The cochlea processes auditory signals over a wide range of frequencies and intensities. However, the transfer characteristics at hair cell ribbon synapses are still poorly understood at different frequency locations along the cochlea. Using recordings from mature gerbils, we report here a surprisingly strong block of exocytosis by the slow Ca(2+) buffer EGTA (10 mM) in basal hair cells tuned to high frequencies (∼30 kHz). In addition, using recordings from gerbil, mouse, and bullfrog auditory organs, we find that the spatial coupling between Ca(2+) influx and exocytosis changes from nanodomain in low-frequency tuned hair cells (∼<2 kHz) to progressively more microdomain in high-frequency cells (∼>2 kHz). Hair cell synapses have thus developed remarkable frequency-dependent tuning of exocytosis: accurate low-latency encoding of onset and offset of sound intensity in the cochlea's base and submillisecond encoding of membrane receptor potential fluctuations in the apex for precise phase-locking to sound signals.
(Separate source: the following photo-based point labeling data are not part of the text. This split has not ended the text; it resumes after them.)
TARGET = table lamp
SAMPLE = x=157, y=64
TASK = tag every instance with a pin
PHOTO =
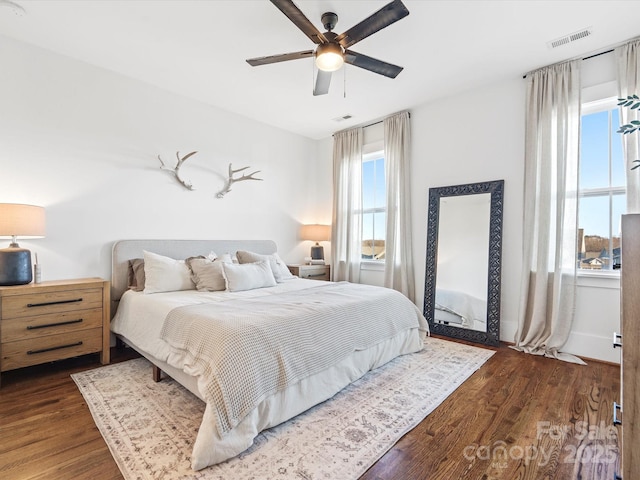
x=316, y=233
x=24, y=221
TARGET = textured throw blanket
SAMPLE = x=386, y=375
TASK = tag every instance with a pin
x=248, y=349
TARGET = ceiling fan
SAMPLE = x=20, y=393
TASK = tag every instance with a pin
x=332, y=50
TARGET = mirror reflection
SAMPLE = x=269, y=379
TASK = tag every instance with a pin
x=464, y=248
x=463, y=261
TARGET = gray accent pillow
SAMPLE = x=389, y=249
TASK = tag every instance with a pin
x=207, y=274
x=248, y=276
x=136, y=274
x=278, y=267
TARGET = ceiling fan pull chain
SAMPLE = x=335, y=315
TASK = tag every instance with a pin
x=344, y=82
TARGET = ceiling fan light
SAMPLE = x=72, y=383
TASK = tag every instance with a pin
x=329, y=57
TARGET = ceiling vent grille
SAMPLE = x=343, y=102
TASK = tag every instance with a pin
x=572, y=37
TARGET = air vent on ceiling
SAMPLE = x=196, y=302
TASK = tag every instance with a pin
x=15, y=8
x=572, y=37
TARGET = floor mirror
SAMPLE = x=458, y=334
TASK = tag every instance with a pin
x=463, y=267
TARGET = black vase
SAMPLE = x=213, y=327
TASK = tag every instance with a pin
x=15, y=266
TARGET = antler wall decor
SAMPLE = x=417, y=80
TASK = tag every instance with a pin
x=176, y=169
x=231, y=180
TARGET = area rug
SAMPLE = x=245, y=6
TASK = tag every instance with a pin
x=150, y=427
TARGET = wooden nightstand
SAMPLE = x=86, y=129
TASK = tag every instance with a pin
x=43, y=322
x=315, y=272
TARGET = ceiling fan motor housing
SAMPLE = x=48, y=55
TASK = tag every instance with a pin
x=329, y=20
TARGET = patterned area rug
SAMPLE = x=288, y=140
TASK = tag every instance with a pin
x=150, y=427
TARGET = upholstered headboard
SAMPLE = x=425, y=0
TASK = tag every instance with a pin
x=125, y=250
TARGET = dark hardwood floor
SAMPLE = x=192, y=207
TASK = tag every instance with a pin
x=518, y=417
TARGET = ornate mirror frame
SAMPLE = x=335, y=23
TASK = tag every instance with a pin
x=496, y=189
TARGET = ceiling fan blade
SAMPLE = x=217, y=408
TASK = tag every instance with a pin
x=254, y=62
x=294, y=14
x=384, y=17
x=372, y=64
x=323, y=80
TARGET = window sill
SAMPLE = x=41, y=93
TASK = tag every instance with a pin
x=377, y=266
x=599, y=278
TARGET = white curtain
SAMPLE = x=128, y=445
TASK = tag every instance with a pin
x=398, y=269
x=552, y=139
x=346, y=242
x=628, y=84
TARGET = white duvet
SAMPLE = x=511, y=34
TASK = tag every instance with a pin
x=140, y=318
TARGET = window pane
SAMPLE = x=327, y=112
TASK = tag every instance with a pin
x=619, y=209
x=594, y=233
x=618, y=172
x=380, y=234
x=380, y=186
x=594, y=150
x=368, y=191
x=367, y=235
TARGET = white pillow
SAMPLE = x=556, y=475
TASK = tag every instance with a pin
x=247, y=276
x=164, y=274
x=207, y=274
x=278, y=267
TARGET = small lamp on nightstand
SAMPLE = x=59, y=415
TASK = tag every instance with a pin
x=24, y=221
x=316, y=233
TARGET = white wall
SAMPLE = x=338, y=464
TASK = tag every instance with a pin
x=473, y=137
x=83, y=142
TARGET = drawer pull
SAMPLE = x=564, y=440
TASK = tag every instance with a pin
x=43, y=350
x=616, y=343
x=59, y=302
x=616, y=407
x=70, y=322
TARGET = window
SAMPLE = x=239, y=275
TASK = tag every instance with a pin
x=374, y=206
x=602, y=191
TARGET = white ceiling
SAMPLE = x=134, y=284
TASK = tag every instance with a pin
x=198, y=48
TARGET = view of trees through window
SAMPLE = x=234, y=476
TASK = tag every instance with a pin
x=602, y=191
x=374, y=211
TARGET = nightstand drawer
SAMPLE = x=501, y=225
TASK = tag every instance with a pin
x=23, y=328
x=313, y=272
x=52, y=347
x=50, y=302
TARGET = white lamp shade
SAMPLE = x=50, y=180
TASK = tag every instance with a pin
x=315, y=232
x=21, y=220
x=329, y=57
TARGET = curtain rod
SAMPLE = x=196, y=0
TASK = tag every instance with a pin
x=584, y=58
x=374, y=123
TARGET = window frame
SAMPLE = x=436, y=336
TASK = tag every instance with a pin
x=602, y=104
x=372, y=152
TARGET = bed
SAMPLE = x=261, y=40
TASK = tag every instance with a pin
x=256, y=355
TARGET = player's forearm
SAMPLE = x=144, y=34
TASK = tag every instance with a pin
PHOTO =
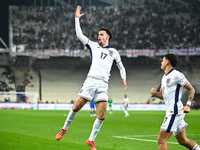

We also found that synaptic vesicle pool recovery from depletion was sensitive to high concentrations of EGTA, suggesting that intracellular Ca(2+) buffers play an important role in vesicle recruitment in both low- and high-frequency hair cells. In conclusion, our results indicate that microdomain coupling is important for exocytosis in high-frequency hair cells, suggesting a novel hypothesis for why these cells are more susceptible to sound-induced damage than low-frequency cells; high-frequency inner hair cells must have a low Ca(2+) buffer capacity to sustain exocytosis, thus making them more prone to Ca(2+)-induced cytotoxicity.SIGNIFICANCE STATEMENT In the inner ear, sensory hair cells signal reception of sound. They do this by converting the sound-induced movement of their hair bundles present at the top of these cells, into an electrical current. This current depolarizes the hair cell and triggers the calcium-induced release of the neurotransmitter glutamate that activates the postsynaptic auditory fibers. The speed and precision of this process enables the brain to perceive the vital components of sound, such as frequency and intensity. We show that the coupling strength between calcium channels and the exocytosis calcium sensor at inner hair cell synapses changes along the mammalian cochlea such that the timing and/or intensity of sound is encoded with high precision.